Same reason the Corsair fighter has bent wings. Makes clearances easier.
Look at the lumpy, sticky-outy things on a tank car. You have the trucks/bogeys at the end bottom... and the massive fill valve and work safety area at center top. Lowering the center is advantageous to the car's clearance envelope, allowing it to have more tank volume in the same clearance plate (loading gauge for Brits, not that it would fit in any British tunnel save for the Eurostar).
For the last 100 years, railroads have been careening toward heavier and heavier cars, while many older system tunnels do not have high clearances. (Lines commercially viable for double-stack container service are being notched for double-stacks).

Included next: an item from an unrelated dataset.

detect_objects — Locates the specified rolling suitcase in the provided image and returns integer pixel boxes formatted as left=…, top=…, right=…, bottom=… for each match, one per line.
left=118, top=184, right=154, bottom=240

Assures head space too. While the bend eases unloading, as NMech covers amply, it also prohibits entirely filling; there is an airspace above the load that simply cannot be filled, short of drawing a vacuum on the tank (which the Mythbusters showed is a bad idea).
Loads have different volumes at different temperatures. Notice the steam-heating apparatus in the cutaway on the drawing. That means the car is intended for loads that may be too thick to flow without heating. That material's volume will increase while you are heating it, or simply the inevitable effect of 16 hours in the Arizona sun on a car painted flat-black. You do not want the car to "hydraulic lock"; that would send pressure up very rapidly and crack the tank.
That "unfillable" volume assures there is head space for the liquid to expand into; of course this compresses the gas there somewhat, increasing pressure on the whole vessel; but nothing it can't handle.